In the case of Brandon & Dave, it was pretty apparent that their overreaction was “substitute satisfaction” from the fear of failure and maybe the sting of being disrespected, in that they feel entitled to always be favored because they are “good.” I know many people like this, and I think I see in them what I see in those people: People who are excessively pleasant not because they want to be good but because they believe that it is an ongoing transaction, whereby their constant kindness must be repaid in constant kindness towards them in return. And constant kindness on their terms, to their specifications.
A person I knew was like this. I’ll call her Enid. Enid was a good person, and she made a show out of being a good person. It was subtle, of course, and over the years the subtlety became more and more refined, so that one almost believed her. But she was not good because she understood what it meant to be good. She was good because she believed that it protected her; in reality, she was deeply insecure and paranoid. The problem was whenever there was any sort of pressure, she would play the victim: I’m a good person. Why are you taking that tone with me? Why are you doing that to me? Why must I do it? Why me? Poor me. I’m such a good person.

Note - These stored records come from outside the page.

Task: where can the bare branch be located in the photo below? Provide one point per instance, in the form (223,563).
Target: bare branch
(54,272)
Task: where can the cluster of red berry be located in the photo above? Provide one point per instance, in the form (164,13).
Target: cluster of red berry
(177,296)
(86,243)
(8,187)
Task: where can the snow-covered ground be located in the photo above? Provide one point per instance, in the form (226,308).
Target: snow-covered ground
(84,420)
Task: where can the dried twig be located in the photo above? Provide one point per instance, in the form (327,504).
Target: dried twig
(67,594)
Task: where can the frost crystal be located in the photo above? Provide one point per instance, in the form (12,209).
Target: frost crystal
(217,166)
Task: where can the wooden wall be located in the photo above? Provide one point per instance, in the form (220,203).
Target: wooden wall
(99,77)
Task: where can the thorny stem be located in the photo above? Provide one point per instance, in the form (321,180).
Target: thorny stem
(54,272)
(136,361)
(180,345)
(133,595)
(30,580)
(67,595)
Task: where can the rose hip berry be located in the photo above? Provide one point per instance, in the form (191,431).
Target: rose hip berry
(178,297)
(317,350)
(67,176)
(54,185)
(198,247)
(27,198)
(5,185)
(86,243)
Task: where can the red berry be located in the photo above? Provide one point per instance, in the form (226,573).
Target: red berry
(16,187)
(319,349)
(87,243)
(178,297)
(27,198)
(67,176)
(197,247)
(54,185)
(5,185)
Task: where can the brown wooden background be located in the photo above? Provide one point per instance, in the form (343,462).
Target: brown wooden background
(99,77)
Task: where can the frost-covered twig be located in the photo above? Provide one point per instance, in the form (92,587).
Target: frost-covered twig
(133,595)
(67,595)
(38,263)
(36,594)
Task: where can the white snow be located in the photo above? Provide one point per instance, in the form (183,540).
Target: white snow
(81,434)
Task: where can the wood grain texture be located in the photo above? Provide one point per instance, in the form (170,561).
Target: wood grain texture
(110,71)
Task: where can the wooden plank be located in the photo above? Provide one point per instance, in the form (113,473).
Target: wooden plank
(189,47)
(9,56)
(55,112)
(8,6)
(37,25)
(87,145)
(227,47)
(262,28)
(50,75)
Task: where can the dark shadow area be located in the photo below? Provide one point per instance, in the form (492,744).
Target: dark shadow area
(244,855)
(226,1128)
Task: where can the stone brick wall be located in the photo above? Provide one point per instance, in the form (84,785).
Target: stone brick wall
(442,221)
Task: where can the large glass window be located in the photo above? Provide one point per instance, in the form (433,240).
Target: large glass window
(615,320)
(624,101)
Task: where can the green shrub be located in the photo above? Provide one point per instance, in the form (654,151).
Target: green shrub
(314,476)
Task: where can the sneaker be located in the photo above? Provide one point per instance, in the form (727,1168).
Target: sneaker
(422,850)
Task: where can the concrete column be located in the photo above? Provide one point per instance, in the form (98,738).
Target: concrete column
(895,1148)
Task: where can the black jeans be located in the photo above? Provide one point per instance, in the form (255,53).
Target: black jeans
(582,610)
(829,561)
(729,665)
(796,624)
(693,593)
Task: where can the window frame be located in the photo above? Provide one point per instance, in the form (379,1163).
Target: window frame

This means, though, that although she did good things when it was opportune for her, she failed to uphold the best version of being good, the very “pointed end” as it were of virtue: Sacrifice. If anything, she believed that people should make sacrifices for her. And whenever she needed to make a sacrifice, this was an insult to all her efforts. She went rabid with self-righteous rage. And when you show her how she is acting she says that this was because she was putting down boundaries, protecting her mental health, &c., &c. She was committed to the charade because she believed it protected her from criticism. If you end up criticizing her, instead of accepting it like a good person would, then she finds being good useless and discards it.
Once in a while my mother and I discuss the Bible. She is very religious. The other day she and my father got into a fight for whatever reason and I hear her say, “I was the one who bought everything in this house! I own everything!” And this annoyed me very much. I don’t think someone who devotes themselves to Jesus would ever say anything like that. The New Testament was very clear about this: Jesus knew, accepted, and had compassion for the fact that we are all sinners. And even as sinners he bowed his head and washed our feet, despite being our Lord and King. But what he hated—what he totally and absolutely hated—was hubris (cf. Eph 2:8-9; 1 Cor 1:28-29). We see this time and time again when those who humbled themselves were totally exalted, despite being the lowest sinners, despite being the most wretched in Judean-Roman society. And those who exalted themselves were not merely humbled but destroyed.
A truly good person would be better when challenged, when humiliated. Because that is the true measure of what it means to do the right thing. And it is hard. And ultimately none of us are truly good. Which is why I am suspicious of people who, though never saying it outright, act as if they were, or even possibly were.
This is how I look at it: God measures us according to the margin, to the difference. Good people doing good things do not count. And bad people doing bad things don’t count, either. Much of where we start is determined by the world, by worldly things and ideas. It is when we consciously act against our nature, through our own free will, that God notices; these are the things that matter. And so when someone is good as a matter of course, I do not think this means that they are necessarily good. It is when we are at the limit that we know who someone truly is.
I am suspicious of good people. And among the evil I feel a kind of camaraderie. We are all sinners. We are all sinners.